Is er 1 kind dan bedraagt de reserve van dit kind ½ van de nalatenschap. Het kind krijgt deze helft in volle eigendom. Met de overblijvende helft kan de erflater (diegene over wiens goederen het gaat) doen wat hij wil. Dit is het zogenaamde "beschikbaar gedeelte".
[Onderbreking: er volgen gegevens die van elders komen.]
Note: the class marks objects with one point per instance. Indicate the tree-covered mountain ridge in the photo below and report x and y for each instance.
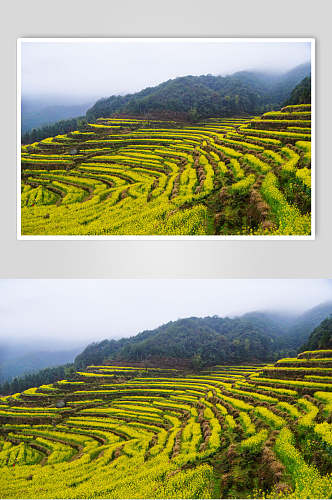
(194, 343)
(190, 99)
(253, 337)
(199, 97)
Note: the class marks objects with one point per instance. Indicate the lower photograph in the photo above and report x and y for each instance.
(170, 388)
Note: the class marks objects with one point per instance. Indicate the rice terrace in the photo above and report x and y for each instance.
(138, 177)
(243, 431)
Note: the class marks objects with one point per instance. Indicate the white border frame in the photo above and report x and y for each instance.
(312, 41)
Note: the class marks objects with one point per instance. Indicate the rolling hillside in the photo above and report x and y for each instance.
(241, 431)
(206, 96)
(128, 176)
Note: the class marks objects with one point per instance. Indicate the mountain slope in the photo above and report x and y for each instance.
(206, 95)
(321, 337)
(301, 94)
(32, 362)
(212, 339)
(306, 322)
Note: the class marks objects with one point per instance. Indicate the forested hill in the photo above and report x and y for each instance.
(321, 337)
(213, 339)
(257, 336)
(197, 97)
(198, 342)
(191, 98)
(301, 94)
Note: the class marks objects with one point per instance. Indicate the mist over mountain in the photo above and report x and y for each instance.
(257, 336)
(206, 95)
(37, 112)
(21, 360)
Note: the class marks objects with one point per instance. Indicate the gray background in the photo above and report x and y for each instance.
(161, 259)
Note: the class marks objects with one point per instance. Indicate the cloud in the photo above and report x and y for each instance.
(80, 311)
(97, 69)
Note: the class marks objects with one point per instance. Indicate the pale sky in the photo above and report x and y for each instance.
(93, 70)
(80, 311)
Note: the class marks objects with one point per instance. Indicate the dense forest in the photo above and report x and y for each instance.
(60, 127)
(301, 94)
(199, 97)
(199, 342)
(259, 337)
(321, 337)
(191, 98)
(45, 376)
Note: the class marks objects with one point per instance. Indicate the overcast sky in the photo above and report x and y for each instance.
(80, 311)
(100, 69)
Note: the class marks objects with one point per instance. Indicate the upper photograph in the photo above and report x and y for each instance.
(150, 138)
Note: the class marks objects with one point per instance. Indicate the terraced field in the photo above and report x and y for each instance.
(228, 432)
(232, 176)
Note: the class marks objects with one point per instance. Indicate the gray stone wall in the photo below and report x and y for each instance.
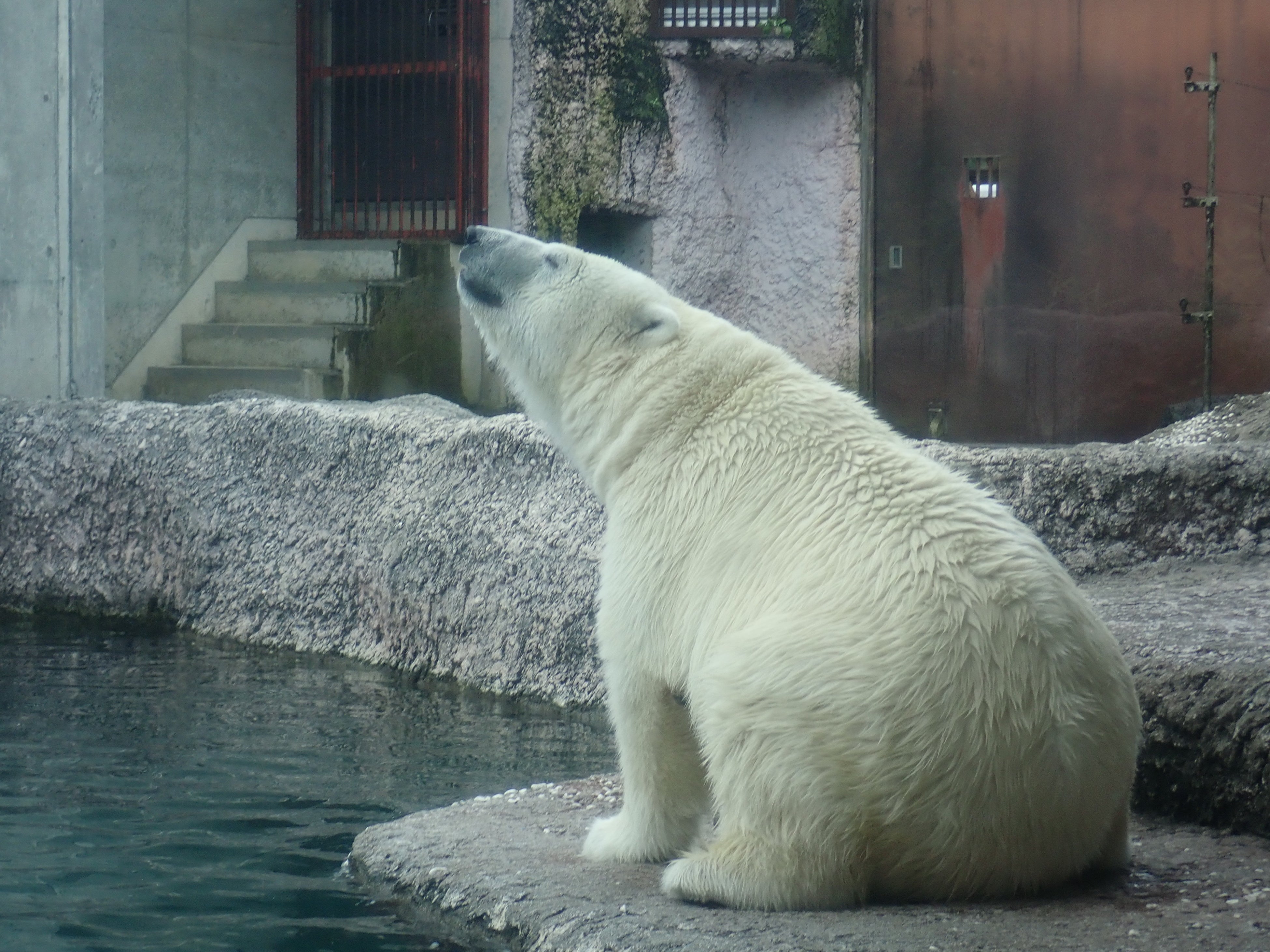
(200, 135)
(754, 183)
(411, 532)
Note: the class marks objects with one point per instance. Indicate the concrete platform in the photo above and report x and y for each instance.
(505, 873)
(191, 385)
(310, 346)
(323, 261)
(291, 303)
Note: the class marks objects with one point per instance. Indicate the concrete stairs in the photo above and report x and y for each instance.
(289, 329)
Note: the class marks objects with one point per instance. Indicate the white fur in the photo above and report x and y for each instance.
(868, 672)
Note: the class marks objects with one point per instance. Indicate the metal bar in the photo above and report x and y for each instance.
(1208, 203)
(460, 102)
(712, 18)
(303, 130)
(1211, 223)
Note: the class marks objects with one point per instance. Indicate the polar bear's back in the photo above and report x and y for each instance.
(889, 644)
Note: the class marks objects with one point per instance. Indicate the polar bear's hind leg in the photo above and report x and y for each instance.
(746, 871)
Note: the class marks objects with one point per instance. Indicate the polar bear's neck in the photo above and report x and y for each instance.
(644, 414)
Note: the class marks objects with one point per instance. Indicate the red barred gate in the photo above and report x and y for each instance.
(392, 107)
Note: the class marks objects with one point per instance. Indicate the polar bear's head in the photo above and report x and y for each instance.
(559, 320)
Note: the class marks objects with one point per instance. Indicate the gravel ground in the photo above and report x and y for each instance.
(503, 873)
(1235, 419)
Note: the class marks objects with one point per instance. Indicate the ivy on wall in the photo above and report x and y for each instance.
(597, 76)
(834, 31)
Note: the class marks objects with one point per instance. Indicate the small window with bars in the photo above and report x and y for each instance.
(983, 176)
(718, 18)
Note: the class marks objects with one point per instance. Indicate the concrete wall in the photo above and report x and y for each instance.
(760, 214)
(755, 196)
(200, 135)
(51, 328)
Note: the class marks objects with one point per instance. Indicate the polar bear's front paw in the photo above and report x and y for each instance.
(619, 839)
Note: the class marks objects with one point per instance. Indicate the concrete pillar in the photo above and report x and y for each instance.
(51, 200)
(482, 386)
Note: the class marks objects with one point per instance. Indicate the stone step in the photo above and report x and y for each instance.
(290, 303)
(323, 261)
(189, 385)
(261, 344)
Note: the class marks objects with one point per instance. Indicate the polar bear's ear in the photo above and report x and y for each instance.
(655, 324)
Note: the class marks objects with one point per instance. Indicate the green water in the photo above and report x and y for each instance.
(168, 793)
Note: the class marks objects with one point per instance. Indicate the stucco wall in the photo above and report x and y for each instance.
(755, 190)
(200, 135)
(51, 329)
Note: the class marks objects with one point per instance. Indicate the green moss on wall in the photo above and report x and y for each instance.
(597, 78)
(413, 341)
(834, 31)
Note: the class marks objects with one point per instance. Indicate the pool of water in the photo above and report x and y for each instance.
(167, 793)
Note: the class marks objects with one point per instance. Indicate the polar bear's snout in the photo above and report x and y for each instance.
(497, 263)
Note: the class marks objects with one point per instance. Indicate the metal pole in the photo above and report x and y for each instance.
(1211, 221)
(1209, 203)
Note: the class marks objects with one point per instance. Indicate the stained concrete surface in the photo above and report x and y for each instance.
(503, 873)
(51, 200)
(754, 193)
(200, 110)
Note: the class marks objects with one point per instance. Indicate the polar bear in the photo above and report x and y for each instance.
(836, 671)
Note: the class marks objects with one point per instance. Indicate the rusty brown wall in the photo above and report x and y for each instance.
(1051, 313)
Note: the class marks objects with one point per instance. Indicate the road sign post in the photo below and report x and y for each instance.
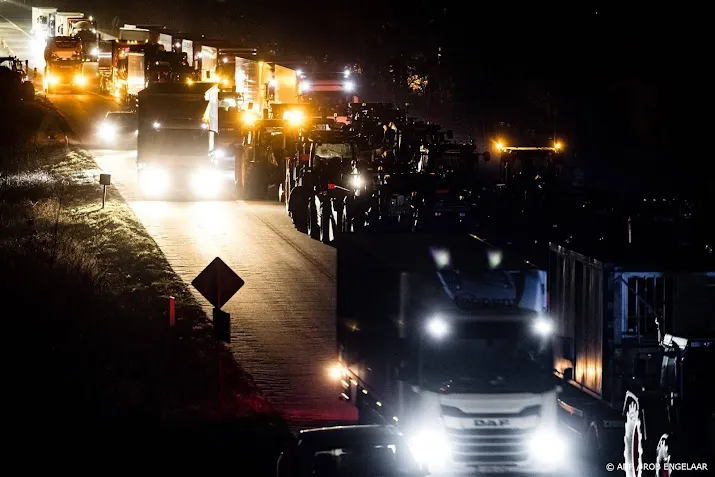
(218, 283)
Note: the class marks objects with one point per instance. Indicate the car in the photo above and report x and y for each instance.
(118, 130)
(365, 450)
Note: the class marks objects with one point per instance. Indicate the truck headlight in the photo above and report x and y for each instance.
(206, 182)
(430, 448)
(154, 181)
(547, 447)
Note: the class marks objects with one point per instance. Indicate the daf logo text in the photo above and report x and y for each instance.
(491, 422)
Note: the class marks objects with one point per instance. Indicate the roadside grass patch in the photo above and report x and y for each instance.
(86, 292)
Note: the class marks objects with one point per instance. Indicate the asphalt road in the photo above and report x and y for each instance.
(282, 321)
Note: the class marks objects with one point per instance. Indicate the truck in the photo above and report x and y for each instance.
(323, 184)
(260, 84)
(135, 65)
(85, 28)
(447, 338)
(63, 64)
(636, 343)
(59, 22)
(41, 22)
(132, 33)
(226, 67)
(177, 126)
(328, 94)
(264, 147)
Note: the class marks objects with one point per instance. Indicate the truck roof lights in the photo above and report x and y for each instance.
(437, 328)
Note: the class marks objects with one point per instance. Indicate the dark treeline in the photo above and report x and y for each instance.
(612, 82)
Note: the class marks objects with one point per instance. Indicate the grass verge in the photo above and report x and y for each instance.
(85, 294)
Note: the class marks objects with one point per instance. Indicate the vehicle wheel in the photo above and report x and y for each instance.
(662, 459)
(311, 216)
(28, 91)
(633, 441)
(239, 174)
(325, 219)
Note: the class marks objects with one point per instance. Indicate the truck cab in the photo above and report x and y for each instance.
(447, 338)
(176, 136)
(63, 69)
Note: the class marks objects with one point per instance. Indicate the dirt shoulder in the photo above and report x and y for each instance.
(85, 294)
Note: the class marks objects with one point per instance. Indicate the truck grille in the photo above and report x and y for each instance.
(489, 446)
(503, 446)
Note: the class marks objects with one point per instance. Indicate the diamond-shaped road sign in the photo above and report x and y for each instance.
(218, 283)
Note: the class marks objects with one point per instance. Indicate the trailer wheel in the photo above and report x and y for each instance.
(312, 225)
(325, 219)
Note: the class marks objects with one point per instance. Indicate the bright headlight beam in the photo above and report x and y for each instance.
(206, 182)
(547, 447)
(154, 182)
(356, 181)
(543, 326)
(430, 448)
(437, 328)
(107, 131)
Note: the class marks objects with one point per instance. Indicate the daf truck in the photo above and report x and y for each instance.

Zijn er 2 kinderen, dan hebben zij recht op 2/3 van de nalatenschap. Bij 3 of meer kinderen erven zij ¾ van de nalatenschap. Deze 2/3 of ¾ worden dan door de kinderen verdeeld al naargelang hun aantal. Wij merken hier echter wel op dat een dergelijke verdeling alleen kan gebeuren indien er ook alleen kinderen tot de nalatenschap geroepen zijn. Is er nog bijvoorbeeld een echtgenoot, dan heeft deze eveneens recht op een reserve. De reserve van de langstlevende echtgenoot bedraagt ½ van de nalatenschap in vruchtgebruik, met als minimum het vruchtgebruik op de gezinswoning, de huisraad en het meubilair. De gezinswoning moet dan wel deel uitmaken van de nalatenschap of in onverdeeldheid zijn tussen de twee echtgenoten.

"Langst leeft, heeft al"

Wat betreft de verdeling tussen de echtgenoten, moet er in de eerste plaats nagegaan worden wat voor huwelijkscontract zij onderling hadden afgesloten. Echtgenoten kunnen elkaar bevoordelen in dit huwelijkscontract, zo bijvoorbeeld door het opnemen van de clausule "langst leeft, heeft al". Met deze clausule kan de overledene zijn achtergebleven partner meer toebedelen dan alleen maar de reserve. Een dergelijke clausule moet wel opgenomen worden in het huwelijkscontract. Door deze clausule kan de langstlevende echtgenoot vrij beschikken over alle goederen die zich in het gemeenschappelijke vermogen bevinden. Zonder deze clausule zou de langstlevende echtgenoot dus steeds de toestemming moeten vragen aan de kinderen om bijvoorbeeld het goed te verkopen; dit omdat de kinderen in dat geval over een deel in naakte eigendom beschikken.